All the time I was growing up, I loved to read and write. I loved English class. I was the editor of my junior high school newspaper one year.
As the years went by, somewhere in my 20s I lost my voice. Both in my ability to speak and to write. No, I didn’t physically lose my voice. But I stopped talking about the real things. The important things. Things like what I wanted and what I felt. Things I liked and things that made me happy. Things I needed as a woman. Things that create intimacy between two people.
When No One Listens Because I was involved with or married to men who didn’t listen to me. After enough time, when the person you think is your life partner stops listening to you, you simply stop. And you lose that fundamental and necessary skill to communicate your deepest thoughts and feelings.

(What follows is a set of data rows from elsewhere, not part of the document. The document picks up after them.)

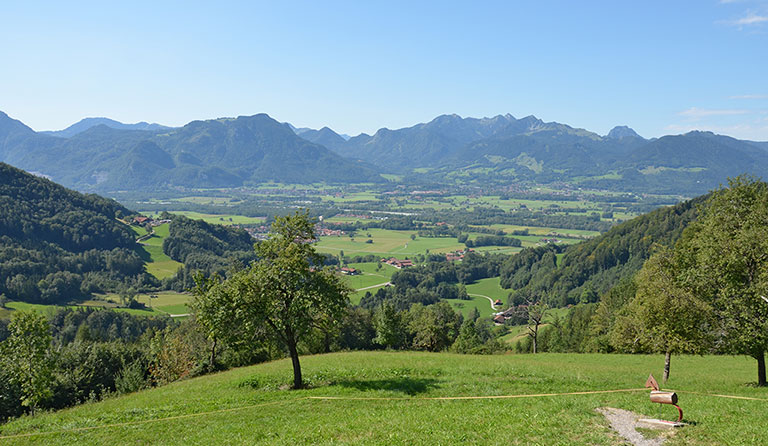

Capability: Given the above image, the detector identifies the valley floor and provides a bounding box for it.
[0,352,765,445]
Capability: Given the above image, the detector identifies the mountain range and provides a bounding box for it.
[0,111,383,190]
[294,114,768,194]
[2,110,767,194]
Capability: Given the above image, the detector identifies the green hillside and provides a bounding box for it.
[0,162,157,304]
[1,351,765,445]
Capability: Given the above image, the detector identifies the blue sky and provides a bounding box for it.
[1,1,767,140]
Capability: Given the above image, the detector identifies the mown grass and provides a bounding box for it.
[444,295,495,319]
[342,262,394,304]
[134,223,183,280]
[446,277,507,318]
[1,352,766,445]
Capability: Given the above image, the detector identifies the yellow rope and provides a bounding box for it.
[307,387,648,401]
[2,387,765,440]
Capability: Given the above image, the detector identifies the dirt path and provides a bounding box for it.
[597,407,666,446]
[468,293,500,311]
[356,282,391,291]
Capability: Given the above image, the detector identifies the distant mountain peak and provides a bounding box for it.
[606,125,642,140]
[41,117,171,138]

And sadly, we don’t even usually realize it’s happened. You lose a necessary component of true intimacy.
Then I Received An Email
About a year ago I received an email from a man I’d gone to high school with. He’s one of those people that is blessed with genuine interest and curiosity, and an innate sense of creative talent that I’ve always been in awe of.
As we continued talking over the next few weeks by phone or email (I’m in Atlanta and he’s still in So. California), he started asking me all sorts of questions.

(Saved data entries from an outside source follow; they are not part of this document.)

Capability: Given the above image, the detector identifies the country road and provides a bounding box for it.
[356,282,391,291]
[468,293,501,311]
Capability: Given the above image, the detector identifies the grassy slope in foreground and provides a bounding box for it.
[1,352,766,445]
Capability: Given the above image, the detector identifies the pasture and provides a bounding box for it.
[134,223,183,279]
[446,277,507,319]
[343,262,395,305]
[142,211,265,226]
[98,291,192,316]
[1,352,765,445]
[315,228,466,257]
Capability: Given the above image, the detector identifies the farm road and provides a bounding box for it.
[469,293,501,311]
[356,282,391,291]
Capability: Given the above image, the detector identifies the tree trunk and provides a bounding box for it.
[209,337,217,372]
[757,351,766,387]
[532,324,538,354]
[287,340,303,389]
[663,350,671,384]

In one email he asked “What DO YOU wish you could do more of? Outside of family, where do you get the most joy?.” Because my first response had been about my family. Damn. He genuinely wanted to know. He’s also very persistent.
Jumping Out Of My Comfort Zone
And I realized that I had no freaking idea what makes me happy or brings me joy, me as an individual person, me as a woman. Not as someone’s wife, or mother, or employee. Just me. Lori. The individual. The woman. Holy crap. Talk about moving out of your comfort zone and facing scary stuff.
But even when I had some answers, it was almost impossible for me to articulate them. Oh, I can write legal documents like a pro because I’ve done it for so many years. I have absolutely no problem talking to CEOs of major companies, celebrities, and people with more money than most people will ever comprehend.
But to talk or write about my feelings, what I want, what I like? Just the thought of it made me want to throw up.
My Real Voice
Over the next several months, I found some new methods and strategies and have started finding my voice again. My real voice. And that’s when I was really able to answer some of those questions. In a real, honest, straight from my heart way. A way I haven’t been able to do in far too long.
Sometimes it’s still hard to put things into words. But it’s like a muscle that hasn’t been used in a long time – the more I do it, the easier it becomes. And I will always be more than grateful to that very special man for not letting me off easily – and for his persistence.
It’s another layer that I’m peeling away on my path of finding me again.